An accelerated version of the
mppnccombine post-processing tool for MOM
Uses HDF5's raw IO functions to speed up collating large datasets - a 0.1 degree model goes from taking 4 hours to collate a compressed variable with mppnccombine, to 6 minutes with mppnccombine-fast running with 16 processes
mppnccombine-fast requires HDF5 version 1.10.2 or above
On Raijin (this will automatically load the modules):
mpirun -n 2 ./mppnccombine-fast --output out.nc input.nc.0000 input.nc.0001 input.nc.0002
Files will be collated along all axes with a
At least 2 MPI ranks need to be used (rank 0 writes the output file, other ranks read). More can be used - input files will be balanced between the MPI ranks.
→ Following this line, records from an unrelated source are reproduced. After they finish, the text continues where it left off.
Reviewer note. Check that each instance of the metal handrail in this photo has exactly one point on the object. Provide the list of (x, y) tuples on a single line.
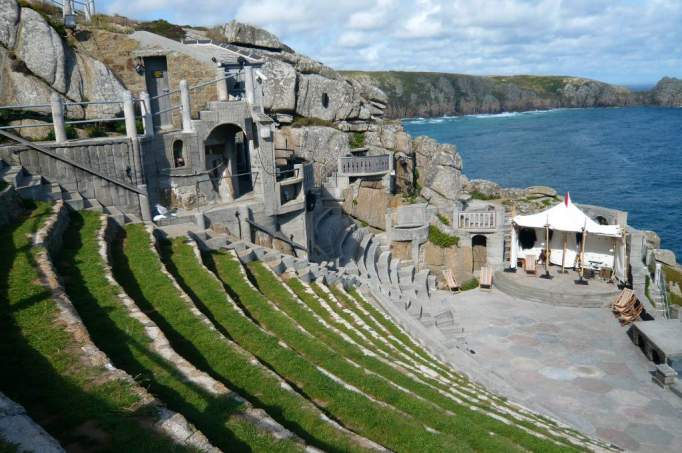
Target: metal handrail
[(168, 93)]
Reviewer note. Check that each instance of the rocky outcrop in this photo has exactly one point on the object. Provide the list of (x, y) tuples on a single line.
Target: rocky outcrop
[(439, 170), (35, 62), (437, 94), (250, 36), (667, 92)]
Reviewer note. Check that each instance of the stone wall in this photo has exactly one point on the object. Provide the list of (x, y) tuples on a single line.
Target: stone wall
[(117, 51), (10, 206), (111, 157), (458, 259)]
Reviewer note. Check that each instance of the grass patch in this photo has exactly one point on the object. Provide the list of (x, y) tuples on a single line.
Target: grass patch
[(124, 340), (163, 28), (478, 195), (137, 268), (431, 413), (42, 365), (357, 140), (442, 239), (304, 121), (673, 275)]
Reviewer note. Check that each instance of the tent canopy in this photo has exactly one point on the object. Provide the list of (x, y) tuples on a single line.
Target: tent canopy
[(566, 216)]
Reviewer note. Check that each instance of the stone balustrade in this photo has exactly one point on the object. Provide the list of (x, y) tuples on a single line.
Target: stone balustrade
[(365, 165), (478, 221)]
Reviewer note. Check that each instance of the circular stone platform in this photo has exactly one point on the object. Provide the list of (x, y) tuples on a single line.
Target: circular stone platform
[(560, 290)]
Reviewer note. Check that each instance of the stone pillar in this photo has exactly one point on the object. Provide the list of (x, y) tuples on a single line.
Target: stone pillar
[(129, 114), (90, 10), (249, 85), (186, 107), (147, 119), (221, 84), (145, 208), (58, 118)]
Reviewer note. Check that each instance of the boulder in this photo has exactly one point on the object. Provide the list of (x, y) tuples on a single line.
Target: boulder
[(9, 22), (440, 170), (42, 49), (279, 90), (328, 99), (250, 36), (666, 257), (99, 84)]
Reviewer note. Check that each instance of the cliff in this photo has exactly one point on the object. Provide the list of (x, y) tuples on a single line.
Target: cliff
[(413, 94)]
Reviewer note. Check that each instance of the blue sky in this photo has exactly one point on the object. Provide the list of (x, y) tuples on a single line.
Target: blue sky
[(618, 41)]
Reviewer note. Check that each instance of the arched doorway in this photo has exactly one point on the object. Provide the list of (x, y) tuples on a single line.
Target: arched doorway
[(228, 162), (479, 245)]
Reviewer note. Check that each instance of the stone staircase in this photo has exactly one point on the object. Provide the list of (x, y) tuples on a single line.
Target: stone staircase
[(364, 258)]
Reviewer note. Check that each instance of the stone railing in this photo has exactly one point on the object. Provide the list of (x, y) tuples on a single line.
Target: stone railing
[(365, 165), (477, 220)]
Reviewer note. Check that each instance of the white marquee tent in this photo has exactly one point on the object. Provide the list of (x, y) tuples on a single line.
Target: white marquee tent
[(604, 247)]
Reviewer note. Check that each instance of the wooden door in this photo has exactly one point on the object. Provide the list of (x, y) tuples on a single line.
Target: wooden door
[(156, 77)]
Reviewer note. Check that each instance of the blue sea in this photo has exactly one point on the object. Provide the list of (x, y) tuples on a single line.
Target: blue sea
[(623, 158)]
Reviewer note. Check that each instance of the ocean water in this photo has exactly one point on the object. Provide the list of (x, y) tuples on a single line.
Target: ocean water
[(623, 158)]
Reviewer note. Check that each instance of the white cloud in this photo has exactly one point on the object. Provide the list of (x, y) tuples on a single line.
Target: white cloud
[(625, 41)]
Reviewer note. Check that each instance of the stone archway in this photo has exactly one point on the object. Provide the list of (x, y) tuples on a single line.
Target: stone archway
[(479, 245), (228, 162)]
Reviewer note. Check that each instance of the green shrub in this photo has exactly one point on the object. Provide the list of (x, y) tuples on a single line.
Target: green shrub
[(477, 195), (163, 28), (440, 238), (357, 140), (472, 283), (303, 121)]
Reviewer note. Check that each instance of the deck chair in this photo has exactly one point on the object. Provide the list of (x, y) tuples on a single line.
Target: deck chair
[(530, 264), (451, 281), (623, 301), (486, 281)]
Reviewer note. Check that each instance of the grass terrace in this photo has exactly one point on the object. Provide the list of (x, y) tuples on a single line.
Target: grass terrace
[(138, 269), (379, 423), (43, 367), (125, 341)]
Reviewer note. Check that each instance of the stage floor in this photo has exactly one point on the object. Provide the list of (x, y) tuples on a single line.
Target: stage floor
[(561, 289)]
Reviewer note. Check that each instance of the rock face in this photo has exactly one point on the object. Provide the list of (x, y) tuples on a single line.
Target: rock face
[(250, 36), (438, 94), (667, 92), (318, 144), (440, 170), (9, 21)]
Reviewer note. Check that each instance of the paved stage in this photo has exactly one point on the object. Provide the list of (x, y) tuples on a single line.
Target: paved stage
[(577, 364), (561, 289)]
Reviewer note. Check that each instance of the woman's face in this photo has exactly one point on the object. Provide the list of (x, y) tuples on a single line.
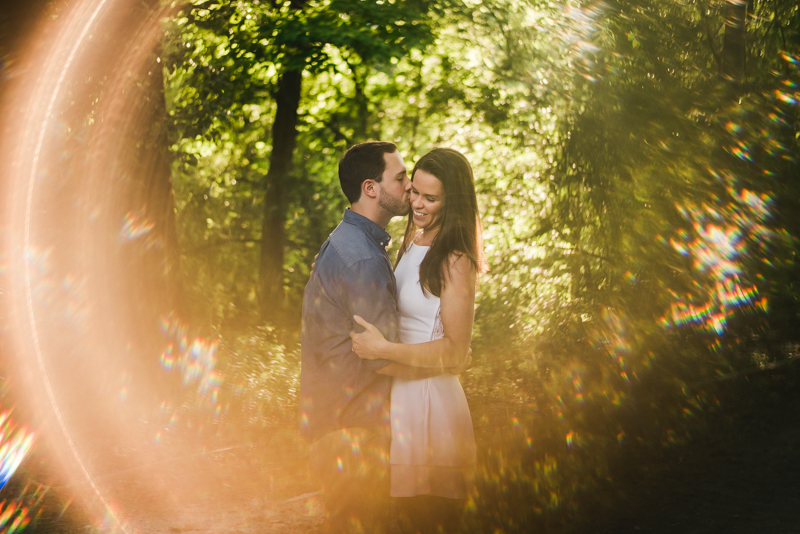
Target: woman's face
[(427, 200)]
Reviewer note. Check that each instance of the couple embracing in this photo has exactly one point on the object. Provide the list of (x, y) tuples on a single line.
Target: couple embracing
[(380, 399)]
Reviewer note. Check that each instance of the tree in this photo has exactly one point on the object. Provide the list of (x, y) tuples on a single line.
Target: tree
[(267, 50)]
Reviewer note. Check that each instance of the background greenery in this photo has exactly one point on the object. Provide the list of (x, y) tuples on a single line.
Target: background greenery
[(638, 184)]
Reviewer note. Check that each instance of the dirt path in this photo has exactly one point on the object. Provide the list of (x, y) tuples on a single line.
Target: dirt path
[(742, 475)]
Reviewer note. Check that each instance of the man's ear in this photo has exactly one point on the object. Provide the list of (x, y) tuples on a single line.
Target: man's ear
[(369, 188)]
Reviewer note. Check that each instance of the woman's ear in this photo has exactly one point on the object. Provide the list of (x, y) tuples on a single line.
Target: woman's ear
[(369, 188)]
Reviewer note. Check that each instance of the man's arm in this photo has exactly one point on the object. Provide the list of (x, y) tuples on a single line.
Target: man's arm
[(399, 370), (457, 314)]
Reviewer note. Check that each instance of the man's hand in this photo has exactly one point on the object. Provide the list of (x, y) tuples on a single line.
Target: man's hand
[(369, 344)]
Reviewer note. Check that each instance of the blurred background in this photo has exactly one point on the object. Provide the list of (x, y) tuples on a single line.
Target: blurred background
[(169, 171)]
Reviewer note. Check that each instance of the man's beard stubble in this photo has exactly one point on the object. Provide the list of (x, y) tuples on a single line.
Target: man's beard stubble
[(393, 205)]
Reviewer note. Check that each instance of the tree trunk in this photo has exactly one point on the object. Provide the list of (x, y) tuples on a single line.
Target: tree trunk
[(733, 44), (273, 231)]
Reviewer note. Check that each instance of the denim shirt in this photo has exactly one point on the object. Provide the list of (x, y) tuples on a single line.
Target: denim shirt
[(352, 276)]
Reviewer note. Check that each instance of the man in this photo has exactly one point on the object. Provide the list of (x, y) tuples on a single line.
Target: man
[(344, 400)]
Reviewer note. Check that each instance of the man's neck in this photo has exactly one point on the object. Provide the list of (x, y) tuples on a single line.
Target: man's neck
[(374, 213)]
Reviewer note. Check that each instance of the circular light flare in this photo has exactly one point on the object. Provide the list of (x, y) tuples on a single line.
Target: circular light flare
[(39, 93)]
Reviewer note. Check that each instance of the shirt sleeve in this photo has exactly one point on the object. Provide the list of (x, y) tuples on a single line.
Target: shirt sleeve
[(371, 295)]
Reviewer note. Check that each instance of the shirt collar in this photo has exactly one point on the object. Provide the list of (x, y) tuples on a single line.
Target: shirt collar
[(377, 233)]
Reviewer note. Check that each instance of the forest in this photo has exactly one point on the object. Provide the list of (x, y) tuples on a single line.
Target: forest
[(637, 170)]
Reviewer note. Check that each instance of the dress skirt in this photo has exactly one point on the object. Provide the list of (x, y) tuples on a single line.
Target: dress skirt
[(433, 445)]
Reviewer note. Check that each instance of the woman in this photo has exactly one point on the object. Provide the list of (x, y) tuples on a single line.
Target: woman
[(433, 447)]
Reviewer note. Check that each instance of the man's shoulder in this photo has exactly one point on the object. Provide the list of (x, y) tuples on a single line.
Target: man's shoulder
[(353, 245)]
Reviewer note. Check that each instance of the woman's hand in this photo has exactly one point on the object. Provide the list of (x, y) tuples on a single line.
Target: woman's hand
[(369, 344)]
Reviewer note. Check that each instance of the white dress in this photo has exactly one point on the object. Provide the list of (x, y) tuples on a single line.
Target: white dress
[(433, 445)]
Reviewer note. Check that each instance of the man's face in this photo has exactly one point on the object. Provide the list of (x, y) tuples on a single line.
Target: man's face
[(394, 188)]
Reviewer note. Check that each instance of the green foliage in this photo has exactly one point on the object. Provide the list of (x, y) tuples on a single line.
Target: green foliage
[(638, 207)]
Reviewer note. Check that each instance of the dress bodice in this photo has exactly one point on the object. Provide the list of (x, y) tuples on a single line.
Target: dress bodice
[(419, 313)]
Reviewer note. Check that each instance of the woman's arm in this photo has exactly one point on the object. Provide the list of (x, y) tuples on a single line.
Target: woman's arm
[(457, 314)]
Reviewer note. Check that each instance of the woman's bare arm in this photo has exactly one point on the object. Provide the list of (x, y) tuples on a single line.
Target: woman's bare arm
[(457, 313)]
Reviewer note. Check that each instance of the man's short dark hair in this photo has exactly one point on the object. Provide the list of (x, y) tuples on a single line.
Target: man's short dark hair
[(362, 162)]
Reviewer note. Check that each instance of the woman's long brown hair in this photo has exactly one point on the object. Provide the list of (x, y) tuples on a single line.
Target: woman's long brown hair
[(460, 231)]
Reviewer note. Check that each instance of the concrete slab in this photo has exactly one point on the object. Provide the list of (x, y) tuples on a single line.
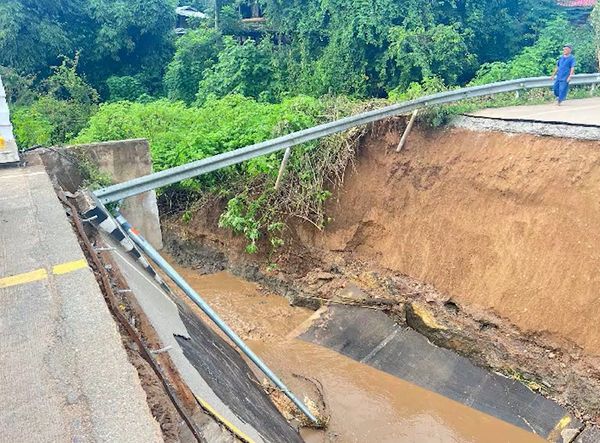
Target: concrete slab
[(64, 375), (576, 112), (212, 369), (371, 337)]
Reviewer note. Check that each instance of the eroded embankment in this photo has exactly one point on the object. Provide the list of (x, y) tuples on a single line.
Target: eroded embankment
[(503, 228)]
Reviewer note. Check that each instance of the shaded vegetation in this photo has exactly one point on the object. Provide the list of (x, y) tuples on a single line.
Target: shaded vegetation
[(95, 70)]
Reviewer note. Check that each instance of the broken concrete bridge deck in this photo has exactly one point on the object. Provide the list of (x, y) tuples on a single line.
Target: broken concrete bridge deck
[(64, 375)]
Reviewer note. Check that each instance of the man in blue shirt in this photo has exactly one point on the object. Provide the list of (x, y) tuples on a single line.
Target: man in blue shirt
[(565, 68)]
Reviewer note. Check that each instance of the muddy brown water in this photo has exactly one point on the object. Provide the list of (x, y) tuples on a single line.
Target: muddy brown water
[(364, 404)]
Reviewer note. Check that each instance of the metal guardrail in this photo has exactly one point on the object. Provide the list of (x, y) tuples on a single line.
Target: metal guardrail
[(194, 169)]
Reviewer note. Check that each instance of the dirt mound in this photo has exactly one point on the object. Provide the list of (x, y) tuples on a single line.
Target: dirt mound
[(509, 223)]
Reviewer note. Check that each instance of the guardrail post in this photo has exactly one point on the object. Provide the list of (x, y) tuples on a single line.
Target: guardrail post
[(195, 297), (411, 122), (286, 157), (176, 174)]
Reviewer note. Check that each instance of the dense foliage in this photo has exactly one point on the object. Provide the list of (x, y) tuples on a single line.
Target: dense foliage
[(93, 70)]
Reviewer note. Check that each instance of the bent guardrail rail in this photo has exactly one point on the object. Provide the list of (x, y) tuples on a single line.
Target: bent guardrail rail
[(173, 175)]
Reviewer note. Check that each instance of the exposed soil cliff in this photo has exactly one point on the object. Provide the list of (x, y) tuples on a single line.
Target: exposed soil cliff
[(497, 235)]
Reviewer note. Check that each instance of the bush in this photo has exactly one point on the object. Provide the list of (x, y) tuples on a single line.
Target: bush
[(179, 134), (31, 128), (540, 58), (125, 88), (195, 52)]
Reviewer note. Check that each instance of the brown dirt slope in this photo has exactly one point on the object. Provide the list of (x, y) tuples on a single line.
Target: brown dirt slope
[(509, 223)]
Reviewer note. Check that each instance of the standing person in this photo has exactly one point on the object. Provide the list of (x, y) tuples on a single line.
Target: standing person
[(565, 68)]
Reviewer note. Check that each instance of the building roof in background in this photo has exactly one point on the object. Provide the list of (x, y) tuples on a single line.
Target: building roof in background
[(577, 3), (188, 11)]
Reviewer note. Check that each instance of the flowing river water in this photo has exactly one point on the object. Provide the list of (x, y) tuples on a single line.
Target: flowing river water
[(364, 404)]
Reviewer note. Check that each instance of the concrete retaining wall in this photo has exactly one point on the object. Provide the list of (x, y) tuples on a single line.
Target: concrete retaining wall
[(123, 160)]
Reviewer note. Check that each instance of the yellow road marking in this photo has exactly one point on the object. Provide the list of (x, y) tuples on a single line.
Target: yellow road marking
[(42, 274), (556, 432), (19, 279), (224, 421), (65, 268)]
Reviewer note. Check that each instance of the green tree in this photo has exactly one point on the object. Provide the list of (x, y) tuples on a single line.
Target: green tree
[(245, 69), (595, 22), (539, 59)]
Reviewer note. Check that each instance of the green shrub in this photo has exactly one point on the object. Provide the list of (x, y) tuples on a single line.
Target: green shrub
[(125, 88), (31, 128)]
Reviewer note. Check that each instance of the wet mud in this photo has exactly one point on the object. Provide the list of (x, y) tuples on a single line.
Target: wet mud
[(362, 403)]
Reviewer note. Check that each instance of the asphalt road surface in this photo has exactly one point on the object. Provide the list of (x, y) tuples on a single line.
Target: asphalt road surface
[(64, 375), (577, 112)]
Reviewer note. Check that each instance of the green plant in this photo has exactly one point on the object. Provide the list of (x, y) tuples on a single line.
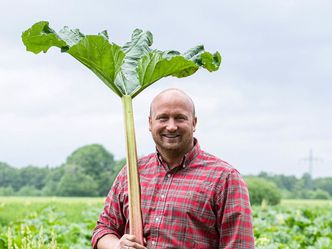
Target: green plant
[(127, 71), (263, 191)]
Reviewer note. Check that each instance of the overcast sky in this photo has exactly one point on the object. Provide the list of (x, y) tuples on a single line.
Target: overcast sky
[(264, 110)]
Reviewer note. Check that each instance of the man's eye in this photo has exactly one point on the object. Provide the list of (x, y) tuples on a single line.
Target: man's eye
[(162, 119)]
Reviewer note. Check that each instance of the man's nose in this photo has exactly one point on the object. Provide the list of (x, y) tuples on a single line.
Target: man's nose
[(171, 125)]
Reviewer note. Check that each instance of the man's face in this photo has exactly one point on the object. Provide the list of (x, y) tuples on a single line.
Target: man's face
[(172, 123)]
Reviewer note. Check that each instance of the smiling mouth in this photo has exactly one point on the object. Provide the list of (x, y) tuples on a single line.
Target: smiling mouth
[(171, 135)]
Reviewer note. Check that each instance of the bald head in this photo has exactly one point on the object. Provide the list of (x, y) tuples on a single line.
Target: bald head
[(171, 94)]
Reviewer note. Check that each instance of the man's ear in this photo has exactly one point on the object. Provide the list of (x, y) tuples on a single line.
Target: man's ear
[(150, 121), (194, 123)]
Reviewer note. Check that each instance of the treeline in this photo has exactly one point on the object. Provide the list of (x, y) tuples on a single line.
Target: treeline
[(91, 170), (272, 188), (88, 171)]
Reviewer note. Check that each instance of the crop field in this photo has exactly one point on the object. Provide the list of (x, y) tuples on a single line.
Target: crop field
[(67, 223)]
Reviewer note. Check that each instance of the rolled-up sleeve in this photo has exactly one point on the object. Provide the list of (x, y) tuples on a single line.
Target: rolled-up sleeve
[(234, 214)]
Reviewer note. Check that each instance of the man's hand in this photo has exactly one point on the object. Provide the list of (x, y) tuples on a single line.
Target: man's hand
[(128, 241), (110, 241)]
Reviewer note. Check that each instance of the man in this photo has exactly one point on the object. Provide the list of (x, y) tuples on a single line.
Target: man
[(189, 198)]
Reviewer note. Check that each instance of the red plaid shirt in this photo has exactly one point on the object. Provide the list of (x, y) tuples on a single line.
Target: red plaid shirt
[(203, 203)]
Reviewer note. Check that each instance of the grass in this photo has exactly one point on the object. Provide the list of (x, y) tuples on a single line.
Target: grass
[(305, 203), (17, 208)]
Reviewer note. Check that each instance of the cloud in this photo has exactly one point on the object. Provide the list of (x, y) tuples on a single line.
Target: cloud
[(264, 110)]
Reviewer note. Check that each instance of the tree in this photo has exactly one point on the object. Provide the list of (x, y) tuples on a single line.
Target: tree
[(95, 161), (76, 183)]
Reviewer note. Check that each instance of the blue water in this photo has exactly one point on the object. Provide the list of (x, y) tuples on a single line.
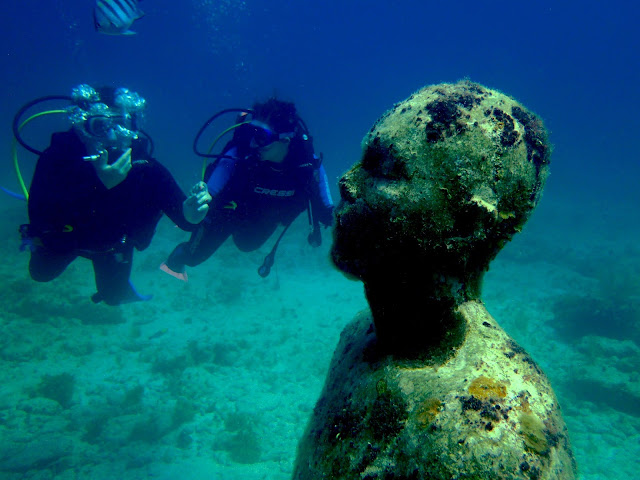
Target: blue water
[(248, 355)]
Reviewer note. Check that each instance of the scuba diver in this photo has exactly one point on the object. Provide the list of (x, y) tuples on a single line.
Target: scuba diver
[(266, 175), (98, 193)]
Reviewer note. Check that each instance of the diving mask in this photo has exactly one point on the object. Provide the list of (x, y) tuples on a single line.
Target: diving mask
[(262, 135)]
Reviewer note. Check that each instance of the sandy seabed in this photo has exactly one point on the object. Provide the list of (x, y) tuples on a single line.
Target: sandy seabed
[(216, 378)]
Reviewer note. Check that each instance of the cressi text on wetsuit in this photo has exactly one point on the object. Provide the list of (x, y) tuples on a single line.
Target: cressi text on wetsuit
[(251, 198)]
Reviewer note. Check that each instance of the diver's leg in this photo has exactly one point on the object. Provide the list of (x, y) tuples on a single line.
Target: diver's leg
[(45, 265), (112, 273), (203, 243)]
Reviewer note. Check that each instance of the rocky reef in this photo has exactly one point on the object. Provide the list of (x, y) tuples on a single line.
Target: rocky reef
[(427, 385)]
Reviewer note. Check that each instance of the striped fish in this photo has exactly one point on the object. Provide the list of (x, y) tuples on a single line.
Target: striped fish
[(114, 17)]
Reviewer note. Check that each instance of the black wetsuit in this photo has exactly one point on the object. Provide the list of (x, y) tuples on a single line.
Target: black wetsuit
[(73, 214)]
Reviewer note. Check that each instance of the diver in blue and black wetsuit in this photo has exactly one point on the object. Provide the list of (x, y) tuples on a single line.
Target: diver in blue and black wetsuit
[(81, 203), (268, 175)]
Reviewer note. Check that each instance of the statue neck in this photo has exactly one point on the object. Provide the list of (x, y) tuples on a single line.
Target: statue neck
[(418, 315)]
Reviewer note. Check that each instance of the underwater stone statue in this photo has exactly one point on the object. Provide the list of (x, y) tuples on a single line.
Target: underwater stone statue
[(427, 385)]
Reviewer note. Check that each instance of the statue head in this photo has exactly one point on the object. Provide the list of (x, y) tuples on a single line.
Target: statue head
[(447, 177)]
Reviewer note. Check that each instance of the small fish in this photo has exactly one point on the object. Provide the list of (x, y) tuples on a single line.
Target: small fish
[(114, 17), (158, 334)]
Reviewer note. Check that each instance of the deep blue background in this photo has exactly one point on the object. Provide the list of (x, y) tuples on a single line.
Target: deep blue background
[(344, 63)]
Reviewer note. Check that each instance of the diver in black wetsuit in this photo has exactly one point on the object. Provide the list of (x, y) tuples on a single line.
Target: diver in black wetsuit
[(82, 204), (267, 175)]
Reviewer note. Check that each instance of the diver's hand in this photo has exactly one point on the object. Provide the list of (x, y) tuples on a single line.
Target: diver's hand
[(196, 206), (114, 174)]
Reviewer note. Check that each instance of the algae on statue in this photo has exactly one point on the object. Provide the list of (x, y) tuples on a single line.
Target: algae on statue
[(427, 385)]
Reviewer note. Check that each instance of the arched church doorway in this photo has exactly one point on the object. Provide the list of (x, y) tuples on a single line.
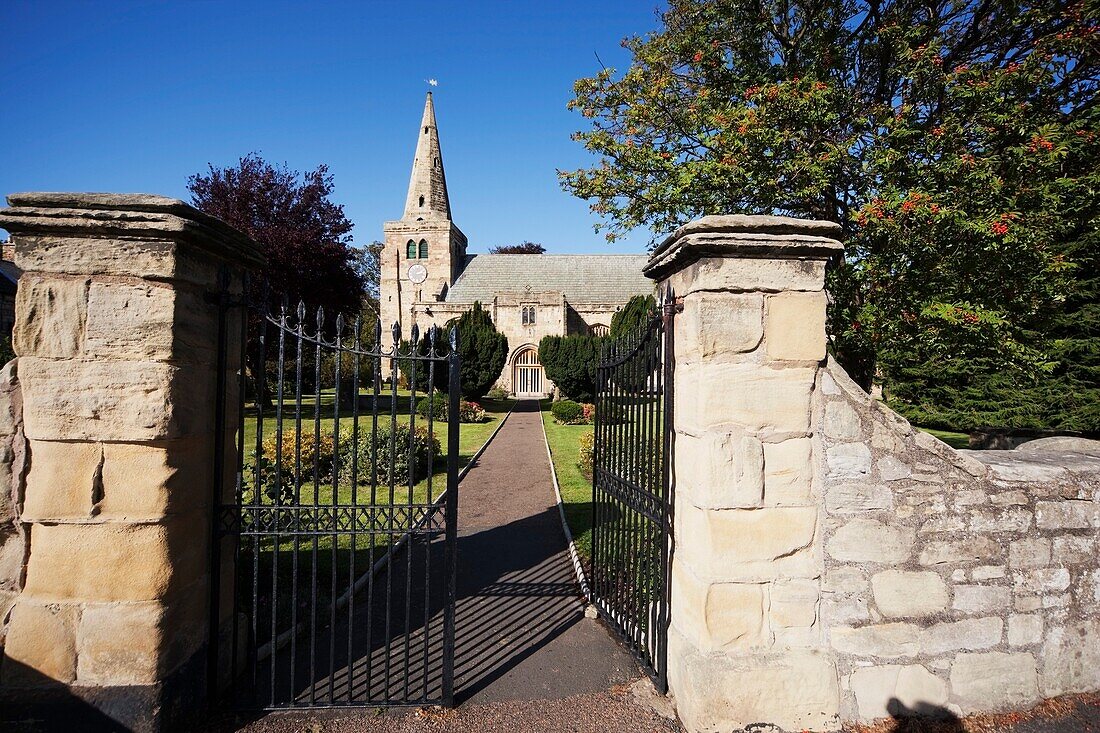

The main slowdown in copying compressed variables is that the hdf5 library has
to de-compress them during the read, and re-compress them during the write.
mppnccombine-fast works around this by using HDF5 1.10.2's direct IO
to copy the compressed data from one file to the other directly, rather than
going through the de-compress/re-compress cycle.
Since the NetCDF4 library is much nicer to use, but doesn't provide public access to the underlying HDF5 file, we need to do a bit of musical chairs with the files.
- Open the output file and the first input file in netcdf mode
- Copy NetCDF metadata and un-collated variables using the NetCDF library
- Close the NetCDF files
- Open the output file in HDF5 mode
- For each input file:
- Open the input file in NetCDF mode
- Get the collated variables, sizes and offsets
- Re-open the input file in HDF5 mode
- Do a raw copy of the variables from the input to output files
- Close the input file
- Close the output file
To get a even larger speedup MPI is used to have separate read and write processes, since HDF5 IO is a blocking function.
The communication between the read and write processes is handled by the file
async.c - the writer process runs a busy loop waiting for messages from the
reader processes, then handles messages as they come in. Individual reader
processes can be sending different variables at the same time.